1 sept 2011

El hombre monofilogenético

Etnólogos, antropólogos y filólogos parecen estar de acuerdo hoy en el origen monofilogenético del hombre, a partir de una horda originaria estrechamente unida por vínculos de lengua, origen y condiciones ambientales comunes; echando así prácticamente por tierra la concepción histórica del siglo XIX, ebria de progresismo, que ya hemos tenido ocasión de conocer.



















Cada vez ha ido ganando en verosimilitud la hipótesis de que al comienzo de la evolución del hombre, existió, efectivamente, una humanidad encerrada por barreras naturales en un pequeño espacio que dominaba, reinando entre aquellos hombres la unidad, la confianza mutua y la paz, y teniendo que sostener una lucha tan enconada frente a la adversa naturaleza que no se sentían inclinados ni tenían motivos para, encima de tanta dificultad, matarse unos a otros.
























Si esta hipótesis, que llena de nuevo y maravilloso contenido esas leyendas primitivas de la "edad de oro" y de la "torre de Babel", se confirma podremos afirmar, sin temor a equivocarnos, que la humanidad de hoy vuelve a encontrarse ahora, por primera vez al cabo de miles de años, en una situación semejante en muchos aspectos a la de sus comienzos prehistóricos.





















De esta situación inicial y a la búsqueda de espacio explotable, se fueron desgajando trozos de humanidad extendiéndose por el planeta, conservando todos su unidad genética observable en el cromosoma Y de los hombres o en el cromosoma X de Lucy.








Tras esta tremenda expansión, en la que se crearon las razas por aislamiento, los hombres se reencontraron constituyendo grupos de relación con lenguas comunes, rutinas y liturgias de encuentro y, claro, también con enfrentamientos. Entre esos grupos se constituían etnias mestizas que servían como puente de comunicación genético entre las diversa razas; pueblos como los uro-altaicos, los magiares, los lapones o los fineses.

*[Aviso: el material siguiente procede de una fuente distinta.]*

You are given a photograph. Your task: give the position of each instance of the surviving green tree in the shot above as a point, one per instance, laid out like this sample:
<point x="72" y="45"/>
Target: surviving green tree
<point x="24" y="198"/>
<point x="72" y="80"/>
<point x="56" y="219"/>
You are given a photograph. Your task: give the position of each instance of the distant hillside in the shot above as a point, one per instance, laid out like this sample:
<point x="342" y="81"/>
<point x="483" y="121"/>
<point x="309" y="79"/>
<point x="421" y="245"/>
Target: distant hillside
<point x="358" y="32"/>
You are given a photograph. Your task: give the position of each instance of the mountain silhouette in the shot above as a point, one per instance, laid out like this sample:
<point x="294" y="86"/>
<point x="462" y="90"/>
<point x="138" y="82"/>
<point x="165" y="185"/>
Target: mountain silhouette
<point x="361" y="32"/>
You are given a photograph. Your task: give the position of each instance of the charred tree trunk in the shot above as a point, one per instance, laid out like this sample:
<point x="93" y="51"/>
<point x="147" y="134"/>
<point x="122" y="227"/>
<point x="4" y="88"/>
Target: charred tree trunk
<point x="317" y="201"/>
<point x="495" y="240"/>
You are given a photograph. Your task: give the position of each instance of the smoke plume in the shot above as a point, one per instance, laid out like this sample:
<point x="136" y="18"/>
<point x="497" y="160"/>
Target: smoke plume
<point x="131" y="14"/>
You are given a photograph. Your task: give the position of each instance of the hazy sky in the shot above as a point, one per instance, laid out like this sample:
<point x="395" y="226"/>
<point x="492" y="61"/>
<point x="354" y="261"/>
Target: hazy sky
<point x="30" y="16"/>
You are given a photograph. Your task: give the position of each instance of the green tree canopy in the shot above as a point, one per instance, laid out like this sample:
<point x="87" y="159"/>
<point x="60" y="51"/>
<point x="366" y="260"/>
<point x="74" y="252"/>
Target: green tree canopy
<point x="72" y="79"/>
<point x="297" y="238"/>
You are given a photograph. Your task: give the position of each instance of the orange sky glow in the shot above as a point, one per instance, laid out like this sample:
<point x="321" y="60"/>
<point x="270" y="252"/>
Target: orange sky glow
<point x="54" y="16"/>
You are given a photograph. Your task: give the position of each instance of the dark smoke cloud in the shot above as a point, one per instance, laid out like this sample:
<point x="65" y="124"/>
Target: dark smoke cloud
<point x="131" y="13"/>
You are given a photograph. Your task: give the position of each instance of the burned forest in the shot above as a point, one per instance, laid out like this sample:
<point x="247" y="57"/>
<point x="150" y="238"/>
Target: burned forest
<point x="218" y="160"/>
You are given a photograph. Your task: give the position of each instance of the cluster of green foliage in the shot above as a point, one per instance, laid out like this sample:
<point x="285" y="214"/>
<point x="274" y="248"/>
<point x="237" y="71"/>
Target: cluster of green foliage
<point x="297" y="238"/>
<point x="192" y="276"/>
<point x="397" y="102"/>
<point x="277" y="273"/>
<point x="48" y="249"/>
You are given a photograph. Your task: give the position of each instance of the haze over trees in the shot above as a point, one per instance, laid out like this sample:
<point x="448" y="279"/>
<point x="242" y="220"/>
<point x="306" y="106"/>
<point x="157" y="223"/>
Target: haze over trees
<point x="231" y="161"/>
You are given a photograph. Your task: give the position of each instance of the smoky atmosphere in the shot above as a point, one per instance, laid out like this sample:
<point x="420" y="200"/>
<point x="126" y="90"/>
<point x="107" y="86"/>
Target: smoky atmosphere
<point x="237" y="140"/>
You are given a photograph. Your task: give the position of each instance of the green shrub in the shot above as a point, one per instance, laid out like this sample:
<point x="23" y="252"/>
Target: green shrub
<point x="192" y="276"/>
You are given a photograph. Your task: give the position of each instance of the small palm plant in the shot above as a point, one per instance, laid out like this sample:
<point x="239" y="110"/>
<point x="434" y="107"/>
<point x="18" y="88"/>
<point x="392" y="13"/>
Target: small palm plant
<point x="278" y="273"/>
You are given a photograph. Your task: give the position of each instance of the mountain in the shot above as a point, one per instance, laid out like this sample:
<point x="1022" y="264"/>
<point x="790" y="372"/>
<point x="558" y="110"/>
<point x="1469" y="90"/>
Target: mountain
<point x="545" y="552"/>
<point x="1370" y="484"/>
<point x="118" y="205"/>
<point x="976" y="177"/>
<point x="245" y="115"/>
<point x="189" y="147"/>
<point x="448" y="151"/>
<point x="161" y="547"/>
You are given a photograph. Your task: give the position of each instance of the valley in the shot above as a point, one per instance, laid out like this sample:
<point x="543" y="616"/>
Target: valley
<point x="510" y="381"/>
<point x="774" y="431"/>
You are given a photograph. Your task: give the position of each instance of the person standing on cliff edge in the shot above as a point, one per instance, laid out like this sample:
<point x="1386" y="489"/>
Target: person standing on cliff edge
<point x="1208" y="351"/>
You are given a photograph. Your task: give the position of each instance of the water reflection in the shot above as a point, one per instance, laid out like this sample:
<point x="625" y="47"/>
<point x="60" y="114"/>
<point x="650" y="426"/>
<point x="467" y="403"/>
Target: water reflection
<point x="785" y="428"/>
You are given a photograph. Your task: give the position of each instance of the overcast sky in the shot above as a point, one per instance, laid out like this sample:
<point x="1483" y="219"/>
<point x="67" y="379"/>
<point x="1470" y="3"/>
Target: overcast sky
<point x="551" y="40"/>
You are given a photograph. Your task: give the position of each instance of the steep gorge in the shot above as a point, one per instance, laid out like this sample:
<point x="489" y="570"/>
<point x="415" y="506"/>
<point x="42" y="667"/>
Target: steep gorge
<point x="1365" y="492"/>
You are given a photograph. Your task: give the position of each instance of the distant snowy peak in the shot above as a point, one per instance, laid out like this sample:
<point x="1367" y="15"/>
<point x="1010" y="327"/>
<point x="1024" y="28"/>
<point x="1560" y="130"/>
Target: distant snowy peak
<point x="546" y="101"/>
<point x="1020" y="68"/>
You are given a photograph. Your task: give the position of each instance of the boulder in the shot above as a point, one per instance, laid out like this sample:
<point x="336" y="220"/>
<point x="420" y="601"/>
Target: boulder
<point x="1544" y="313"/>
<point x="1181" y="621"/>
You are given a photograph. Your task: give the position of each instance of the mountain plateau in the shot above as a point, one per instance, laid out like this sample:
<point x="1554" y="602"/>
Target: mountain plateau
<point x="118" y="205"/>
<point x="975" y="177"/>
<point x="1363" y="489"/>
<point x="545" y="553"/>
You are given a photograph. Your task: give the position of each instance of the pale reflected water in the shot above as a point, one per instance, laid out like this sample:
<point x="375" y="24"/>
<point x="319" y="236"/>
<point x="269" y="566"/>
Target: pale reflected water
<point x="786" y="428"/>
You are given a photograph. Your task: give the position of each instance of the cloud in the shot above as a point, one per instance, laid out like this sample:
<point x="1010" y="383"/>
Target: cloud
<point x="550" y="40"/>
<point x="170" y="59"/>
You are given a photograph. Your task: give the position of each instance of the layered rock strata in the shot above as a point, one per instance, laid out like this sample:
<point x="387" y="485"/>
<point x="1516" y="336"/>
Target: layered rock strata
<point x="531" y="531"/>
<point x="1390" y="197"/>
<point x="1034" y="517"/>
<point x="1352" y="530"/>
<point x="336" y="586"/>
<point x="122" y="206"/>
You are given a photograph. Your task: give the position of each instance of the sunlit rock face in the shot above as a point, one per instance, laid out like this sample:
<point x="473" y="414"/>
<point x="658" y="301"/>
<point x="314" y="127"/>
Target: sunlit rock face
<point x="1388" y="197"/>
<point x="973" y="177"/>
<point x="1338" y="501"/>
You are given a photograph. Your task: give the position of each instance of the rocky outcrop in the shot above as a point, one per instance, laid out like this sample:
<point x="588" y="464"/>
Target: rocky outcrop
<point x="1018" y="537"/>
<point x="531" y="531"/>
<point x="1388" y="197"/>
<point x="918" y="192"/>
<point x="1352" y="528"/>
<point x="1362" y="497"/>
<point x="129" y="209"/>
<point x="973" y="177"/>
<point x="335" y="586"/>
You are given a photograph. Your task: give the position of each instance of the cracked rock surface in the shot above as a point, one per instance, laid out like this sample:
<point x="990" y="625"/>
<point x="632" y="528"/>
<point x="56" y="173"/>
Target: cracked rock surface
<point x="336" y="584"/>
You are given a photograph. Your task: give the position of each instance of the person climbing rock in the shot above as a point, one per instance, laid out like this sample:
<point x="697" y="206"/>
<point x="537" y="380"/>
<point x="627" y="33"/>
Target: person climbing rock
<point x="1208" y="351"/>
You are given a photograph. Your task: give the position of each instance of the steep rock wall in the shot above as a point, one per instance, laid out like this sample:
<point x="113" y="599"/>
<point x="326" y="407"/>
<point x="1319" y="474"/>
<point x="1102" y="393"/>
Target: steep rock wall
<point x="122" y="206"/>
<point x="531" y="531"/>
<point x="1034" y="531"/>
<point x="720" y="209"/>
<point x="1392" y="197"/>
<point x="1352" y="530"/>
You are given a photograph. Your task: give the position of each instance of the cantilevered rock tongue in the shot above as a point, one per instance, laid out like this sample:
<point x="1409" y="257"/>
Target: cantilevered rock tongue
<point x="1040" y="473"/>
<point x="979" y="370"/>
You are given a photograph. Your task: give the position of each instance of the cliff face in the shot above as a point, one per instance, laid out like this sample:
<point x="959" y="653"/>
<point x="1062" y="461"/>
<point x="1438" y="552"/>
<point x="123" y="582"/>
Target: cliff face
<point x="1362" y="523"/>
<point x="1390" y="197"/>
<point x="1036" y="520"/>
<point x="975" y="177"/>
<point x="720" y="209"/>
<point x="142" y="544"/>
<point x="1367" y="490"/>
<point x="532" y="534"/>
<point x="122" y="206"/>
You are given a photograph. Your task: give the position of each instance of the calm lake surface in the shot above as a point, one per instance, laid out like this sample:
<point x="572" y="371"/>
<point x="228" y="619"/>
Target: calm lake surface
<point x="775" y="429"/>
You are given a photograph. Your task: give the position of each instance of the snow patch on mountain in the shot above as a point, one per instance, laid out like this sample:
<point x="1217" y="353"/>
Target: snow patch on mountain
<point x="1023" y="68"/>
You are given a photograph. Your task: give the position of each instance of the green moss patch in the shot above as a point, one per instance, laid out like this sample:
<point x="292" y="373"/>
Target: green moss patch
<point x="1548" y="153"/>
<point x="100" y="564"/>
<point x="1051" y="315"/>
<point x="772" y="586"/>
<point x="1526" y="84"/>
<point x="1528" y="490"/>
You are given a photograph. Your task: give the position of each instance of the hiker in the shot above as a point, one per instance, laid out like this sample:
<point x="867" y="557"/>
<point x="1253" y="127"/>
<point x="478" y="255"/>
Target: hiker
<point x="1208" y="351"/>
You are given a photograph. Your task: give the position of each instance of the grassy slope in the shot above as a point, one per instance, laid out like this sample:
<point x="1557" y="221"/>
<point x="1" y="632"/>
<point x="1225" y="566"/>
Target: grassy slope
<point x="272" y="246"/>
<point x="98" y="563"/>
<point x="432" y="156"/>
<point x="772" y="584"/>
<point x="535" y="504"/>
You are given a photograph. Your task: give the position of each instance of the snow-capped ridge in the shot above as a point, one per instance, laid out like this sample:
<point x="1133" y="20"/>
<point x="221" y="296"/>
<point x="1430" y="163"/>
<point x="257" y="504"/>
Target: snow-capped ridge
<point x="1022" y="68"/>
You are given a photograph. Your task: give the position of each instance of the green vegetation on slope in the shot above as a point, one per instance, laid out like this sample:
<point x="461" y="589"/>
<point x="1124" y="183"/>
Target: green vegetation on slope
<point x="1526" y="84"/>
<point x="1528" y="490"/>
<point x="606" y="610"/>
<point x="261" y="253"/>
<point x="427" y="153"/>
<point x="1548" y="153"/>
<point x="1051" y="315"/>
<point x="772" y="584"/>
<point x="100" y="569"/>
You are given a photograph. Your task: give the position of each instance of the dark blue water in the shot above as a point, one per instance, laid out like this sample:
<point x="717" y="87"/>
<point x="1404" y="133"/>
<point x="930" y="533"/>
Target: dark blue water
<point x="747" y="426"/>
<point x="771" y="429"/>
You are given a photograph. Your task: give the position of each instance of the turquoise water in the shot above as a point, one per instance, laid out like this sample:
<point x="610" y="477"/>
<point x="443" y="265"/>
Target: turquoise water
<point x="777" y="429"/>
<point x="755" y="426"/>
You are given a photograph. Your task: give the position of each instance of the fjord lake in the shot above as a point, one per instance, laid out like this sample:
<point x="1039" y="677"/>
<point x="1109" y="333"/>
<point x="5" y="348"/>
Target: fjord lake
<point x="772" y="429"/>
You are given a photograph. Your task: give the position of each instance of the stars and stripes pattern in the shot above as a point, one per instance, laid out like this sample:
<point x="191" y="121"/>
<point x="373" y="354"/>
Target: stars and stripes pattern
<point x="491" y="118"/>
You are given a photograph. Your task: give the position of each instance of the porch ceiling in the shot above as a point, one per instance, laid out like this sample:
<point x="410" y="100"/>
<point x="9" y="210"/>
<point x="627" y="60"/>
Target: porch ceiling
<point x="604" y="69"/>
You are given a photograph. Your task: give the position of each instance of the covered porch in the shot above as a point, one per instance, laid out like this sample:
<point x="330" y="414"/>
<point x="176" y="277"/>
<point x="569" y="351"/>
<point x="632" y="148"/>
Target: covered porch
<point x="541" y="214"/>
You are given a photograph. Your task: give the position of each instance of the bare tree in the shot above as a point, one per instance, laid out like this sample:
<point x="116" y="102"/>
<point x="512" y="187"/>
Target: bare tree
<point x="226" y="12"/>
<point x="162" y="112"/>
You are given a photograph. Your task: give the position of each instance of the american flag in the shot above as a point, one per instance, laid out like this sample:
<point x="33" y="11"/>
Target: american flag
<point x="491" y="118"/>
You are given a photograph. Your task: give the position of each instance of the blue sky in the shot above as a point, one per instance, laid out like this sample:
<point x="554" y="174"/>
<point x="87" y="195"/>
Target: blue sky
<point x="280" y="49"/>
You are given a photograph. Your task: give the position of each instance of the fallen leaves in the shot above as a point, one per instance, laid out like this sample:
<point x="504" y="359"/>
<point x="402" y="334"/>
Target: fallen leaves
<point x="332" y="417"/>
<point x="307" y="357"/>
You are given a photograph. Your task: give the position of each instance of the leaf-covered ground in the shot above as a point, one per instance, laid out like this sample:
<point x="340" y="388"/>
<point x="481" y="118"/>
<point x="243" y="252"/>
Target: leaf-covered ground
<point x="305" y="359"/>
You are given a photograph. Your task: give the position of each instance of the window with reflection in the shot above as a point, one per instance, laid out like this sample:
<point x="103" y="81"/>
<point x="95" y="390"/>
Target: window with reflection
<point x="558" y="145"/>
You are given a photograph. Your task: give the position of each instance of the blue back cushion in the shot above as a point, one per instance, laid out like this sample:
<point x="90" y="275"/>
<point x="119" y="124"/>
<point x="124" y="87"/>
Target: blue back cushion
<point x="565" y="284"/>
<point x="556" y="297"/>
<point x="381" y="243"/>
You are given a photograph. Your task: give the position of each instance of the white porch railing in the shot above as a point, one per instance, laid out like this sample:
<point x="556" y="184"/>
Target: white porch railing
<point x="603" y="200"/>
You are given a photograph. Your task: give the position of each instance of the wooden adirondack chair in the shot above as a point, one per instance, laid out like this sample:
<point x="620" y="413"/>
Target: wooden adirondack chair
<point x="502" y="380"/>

Al cabo de muchos siglos de caminar separados, los hombres vuelven a encontrarse en las fronteras de un mundo que les es ya completamente familiar, que se extiende ahora por todo el globo terráqueo y en el que se tropieza prácticamente por doquier con otros hombres a los que nos sentimos unidos, por lo menos, por condiciones de vida materiales y comunes.





















Hemos terminado de inventariar el planeta, y sabemos por eso que no existen ya argentinas ni australias que podamos colonizar y poblar. Si a ello se añade la extraordinaria facilidad de la comunicación de mercancías, ideas y personas, podemos afirmar sin exageración que hoy la humanidad está más estrechamente unida que la de los imperios del pasado.









Las distintas naciones no son más que provincias a las que no queda otro remedio que atenerse a las consecuencias que se derivan de este hecho.